Sam was built using Google Cloud's Dialogflow platform, a natural language processing service that interprets spoken or typed questions and generates appropriate responses. The system was trained on over 400,000 questions in its first six months and expanded to cover more than 2,000 conversation topics. Sam was designed to feel personal: it tracked individual playtime, game progress, and community rank, and could proactively push tips when a player logged into a supported game for the first time in a day. Ubisoft named the assistant after Sam Fisher, the protagonist of the Splinter Cell franchise. The Ubisoft Club app, within which Sam was embedded, was later absorbed into Ubisoft Connect; no official documentation confirms whether Sam continues to operate within that successor platform.

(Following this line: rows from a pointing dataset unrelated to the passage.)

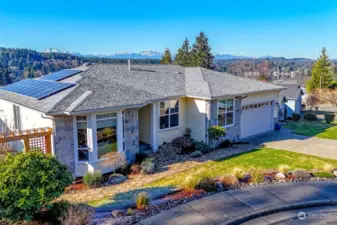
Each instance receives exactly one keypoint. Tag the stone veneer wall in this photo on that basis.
(64, 141)
(131, 134)
(233, 133)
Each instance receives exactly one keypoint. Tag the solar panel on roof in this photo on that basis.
(60, 75)
(38, 89)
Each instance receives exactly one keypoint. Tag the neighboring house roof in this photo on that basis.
(107, 86)
(293, 91)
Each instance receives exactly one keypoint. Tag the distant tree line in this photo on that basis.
(197, 55)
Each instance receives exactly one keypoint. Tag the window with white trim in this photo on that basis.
(123, 127)
(169, 114)
(226, 112)
(82, 138)
(106, 130)
(16, 117)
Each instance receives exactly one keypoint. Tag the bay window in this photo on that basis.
(82, 143)
(169, 114)
(106, 131)
(226, 112)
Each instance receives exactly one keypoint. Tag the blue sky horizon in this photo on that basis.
(249, 28)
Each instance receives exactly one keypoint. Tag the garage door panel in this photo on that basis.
(255, 121)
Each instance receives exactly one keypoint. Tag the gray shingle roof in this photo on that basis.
(105, 86)
(292, 91)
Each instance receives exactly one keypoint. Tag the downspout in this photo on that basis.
(54, 130)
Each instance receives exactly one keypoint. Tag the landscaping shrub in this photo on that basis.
(129, 212)
(202, 147)
(328, 167)
(296, 116)
(310, 116)
(29, 182)
(224, 144)
(53, 213)
(301, 173)
(329, 117)
(187, 132)
(256, 176)
(183, 143)
(125, 169)
(142, 200)
(196, 154)
(92, 179)
(207, 184)
(238, 173)
(77, 215)
(284, 169)
(140, 157)
(214, 133)
(323, 174)
(136, 169)
(189, 183)
(229, 180)
(148, 166)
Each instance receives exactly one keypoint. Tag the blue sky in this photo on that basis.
(286, 28)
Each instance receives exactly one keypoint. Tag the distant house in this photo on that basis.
(120, 108)
(293, 95)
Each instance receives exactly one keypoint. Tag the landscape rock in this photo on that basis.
(116, 179)
(280, 176)
(117, 213)
(335, 173)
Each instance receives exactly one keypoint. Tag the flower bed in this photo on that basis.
(190, 194)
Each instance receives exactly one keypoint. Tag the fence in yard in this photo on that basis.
(38, 139)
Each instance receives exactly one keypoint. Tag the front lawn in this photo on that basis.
(263, 159)
(318, 128)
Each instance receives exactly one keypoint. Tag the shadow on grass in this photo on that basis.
(127, 199)
(317, 128)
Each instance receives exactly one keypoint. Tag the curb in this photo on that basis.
(276, 209)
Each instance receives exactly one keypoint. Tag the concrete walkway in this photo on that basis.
(225, 207)
(286, 140)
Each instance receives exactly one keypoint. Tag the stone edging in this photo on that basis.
(276, 209)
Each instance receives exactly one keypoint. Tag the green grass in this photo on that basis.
(264, 158)
(318, 128)
(323, 174)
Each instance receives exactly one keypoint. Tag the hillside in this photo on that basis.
(16, 64)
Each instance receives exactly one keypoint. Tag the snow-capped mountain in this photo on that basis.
(52, 50)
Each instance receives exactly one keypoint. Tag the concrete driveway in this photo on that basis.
(224, 207)
(286, 140)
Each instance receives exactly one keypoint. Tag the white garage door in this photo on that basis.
(256, 119)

Ubisoft uses machine learning to automatically detect cheaters in Rainbow Six Siege by analyzing players' in-game behavior during matches. A system called MouseTrap specifically identifies console players who use keyboard-and-mouse input devices instead of a controller, while the Data Ban system flags players showing statistical patterns consistent with cheat software.

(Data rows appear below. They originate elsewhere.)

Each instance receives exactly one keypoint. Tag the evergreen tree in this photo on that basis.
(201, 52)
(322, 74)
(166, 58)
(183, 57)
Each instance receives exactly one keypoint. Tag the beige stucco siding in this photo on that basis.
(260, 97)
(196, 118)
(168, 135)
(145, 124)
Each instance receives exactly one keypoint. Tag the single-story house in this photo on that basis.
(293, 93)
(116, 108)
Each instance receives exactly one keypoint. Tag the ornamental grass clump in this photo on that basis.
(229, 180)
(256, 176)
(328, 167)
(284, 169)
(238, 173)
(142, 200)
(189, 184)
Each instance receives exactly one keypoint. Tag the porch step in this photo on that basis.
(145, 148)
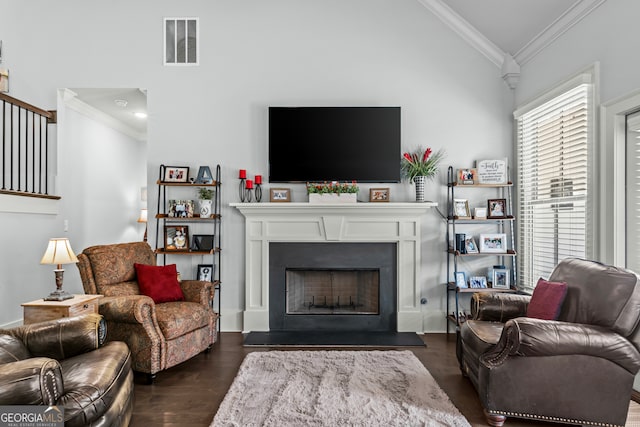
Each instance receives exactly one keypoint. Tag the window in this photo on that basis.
(181, 41)
(554, 157)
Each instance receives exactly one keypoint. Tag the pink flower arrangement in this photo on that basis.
(421, 163)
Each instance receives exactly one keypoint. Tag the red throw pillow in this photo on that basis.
(159, 282)
(546, 300)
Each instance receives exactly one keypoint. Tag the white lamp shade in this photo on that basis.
(143, 215)
(59, 252)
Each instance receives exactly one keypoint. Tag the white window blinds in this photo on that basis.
(553, 186)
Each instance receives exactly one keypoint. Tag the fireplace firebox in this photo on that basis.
(332, 286)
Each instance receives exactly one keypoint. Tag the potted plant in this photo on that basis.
(420, 165)
(332, 192)
(205, 196)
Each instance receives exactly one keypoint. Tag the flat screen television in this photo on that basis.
(315, 144)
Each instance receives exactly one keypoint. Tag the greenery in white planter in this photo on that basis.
(205, 193)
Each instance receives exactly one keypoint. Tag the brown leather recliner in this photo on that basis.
(159, 335)
(578, 369)
(65, 363)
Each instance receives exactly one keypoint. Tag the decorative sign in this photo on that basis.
(492, 171)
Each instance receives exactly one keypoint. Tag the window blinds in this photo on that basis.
(553, 191)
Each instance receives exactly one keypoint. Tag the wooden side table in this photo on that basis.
(41, 310)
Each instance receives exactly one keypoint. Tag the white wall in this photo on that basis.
(256, 53)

The Data Ban system was upgraded to a machine learning model in 2024 for Rainbow Six Siege, vastly increasing the number of behavioral data points analyzed per player per match and resulting in a reported meaningful increase in cheater detections. MouseTrap, launched in April 2023, ran in 'shadow mode' for several seasons before applying penalties — collecting data to minimize false positives. When detected, MouseTrap applies escalating penalties: early versions added input delay, and as of Y9S4 (late 2024), players detected three times are routed into PC matchmaking pools for 90 days. Ubisoft reported MouseTrap reduced detected console input spoofers by 78% on launch. A Y9S4 update to the underlying AI model further reinforced accuracy and reduced false positives, and Ubisoft confirmed it is actively expanding MouseTrap's AI capabilities. Ubisoft also uses the third-party anti-cheat software BattlEye alongside its own custom systems.